Twilight of the Stock Jockeys
Year after year, funds actively managed by professional analysts fail to outperform passive index funds. So how are professional stock pickers still a thing? And how long before their clock runs out?

A trader works on the floor of the New York Stock Exchange (NYSE) at the opening bell in New York City on April 2, 2025. (Charly Triballeau / AFP via Getty Images)
In the 2023 novel The Counting House by Gary Sernovitz, an unnamed protagonist decides to resign as the manager of a top university’s endowment. He’s fallen into a pit of despair and anxiety after his investments have failed to perform for a third straight year. While the massive fund he oversees had grown incrementally over his tenure, he now has to admit that the gains turned out to be “less than we would have generated through a sixty/forty stock-bond passive portfolio.”

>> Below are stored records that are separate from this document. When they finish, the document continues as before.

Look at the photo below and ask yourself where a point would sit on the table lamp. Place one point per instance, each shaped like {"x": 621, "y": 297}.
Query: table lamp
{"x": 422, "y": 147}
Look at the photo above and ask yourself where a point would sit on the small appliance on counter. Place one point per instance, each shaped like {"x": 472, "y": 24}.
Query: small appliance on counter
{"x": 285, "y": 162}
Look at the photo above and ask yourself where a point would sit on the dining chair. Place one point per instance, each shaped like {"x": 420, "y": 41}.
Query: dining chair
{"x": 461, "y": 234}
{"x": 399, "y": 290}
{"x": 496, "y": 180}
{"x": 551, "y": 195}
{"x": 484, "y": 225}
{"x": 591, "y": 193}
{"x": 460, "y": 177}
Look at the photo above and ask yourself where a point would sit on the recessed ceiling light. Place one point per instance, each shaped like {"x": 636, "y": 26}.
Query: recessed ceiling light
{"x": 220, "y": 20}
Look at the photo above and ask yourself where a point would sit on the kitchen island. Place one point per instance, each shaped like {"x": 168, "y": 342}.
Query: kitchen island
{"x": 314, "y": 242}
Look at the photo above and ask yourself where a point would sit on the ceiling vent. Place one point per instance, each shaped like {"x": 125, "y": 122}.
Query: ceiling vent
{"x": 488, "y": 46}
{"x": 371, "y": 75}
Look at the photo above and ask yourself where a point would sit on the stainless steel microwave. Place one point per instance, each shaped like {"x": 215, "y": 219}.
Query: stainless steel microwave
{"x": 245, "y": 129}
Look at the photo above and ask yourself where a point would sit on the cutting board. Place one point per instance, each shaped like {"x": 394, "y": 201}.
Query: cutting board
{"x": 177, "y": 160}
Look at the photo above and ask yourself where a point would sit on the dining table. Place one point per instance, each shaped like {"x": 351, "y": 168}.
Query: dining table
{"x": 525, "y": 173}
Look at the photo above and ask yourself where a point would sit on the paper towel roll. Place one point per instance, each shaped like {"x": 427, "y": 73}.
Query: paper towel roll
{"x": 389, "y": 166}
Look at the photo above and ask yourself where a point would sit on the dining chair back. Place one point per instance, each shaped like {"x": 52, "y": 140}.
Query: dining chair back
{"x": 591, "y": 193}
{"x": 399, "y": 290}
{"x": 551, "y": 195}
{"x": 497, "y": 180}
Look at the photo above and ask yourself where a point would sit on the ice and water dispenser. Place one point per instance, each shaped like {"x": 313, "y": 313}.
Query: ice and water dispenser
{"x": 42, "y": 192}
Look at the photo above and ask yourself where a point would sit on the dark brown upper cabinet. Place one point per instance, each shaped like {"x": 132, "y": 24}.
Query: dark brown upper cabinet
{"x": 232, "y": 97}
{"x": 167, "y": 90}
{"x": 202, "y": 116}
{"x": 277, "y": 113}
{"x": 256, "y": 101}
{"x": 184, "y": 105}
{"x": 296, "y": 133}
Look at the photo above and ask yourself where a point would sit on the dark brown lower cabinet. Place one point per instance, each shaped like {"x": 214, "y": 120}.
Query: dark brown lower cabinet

In other words, despite his vast expertise in esoteric financial instruments and investment strategies and all the fraught sales calls and interviews with prospective money managers, he would have been better off putting it all in index funds. Still, even as he writes and deletes and rewrites numerous versions of his resignation letter, he remains fixated on the idea that he’s done some good for a venerable if flawed institution of higher education.
Stock picking is on the decline. “The inevitable has arrived,” the investment research company Morningstar announced early last year. That January, more assets were controlled by “passively managed” funds than traditional “actively managed” ones — a historic first that had been a long time coming. Passive funds, or index funds, are pools of money that are invested according to the rules of an established index. Historically, because the picks are made “automatically,” index funds were considered a pretty unsexy way to invest, and for decades after they were first introduced to the public in 1976 they comprised only a sliver of the market. But by the early 2000s, they had become a hit, taking off exponentially after the 2008 financial crisis.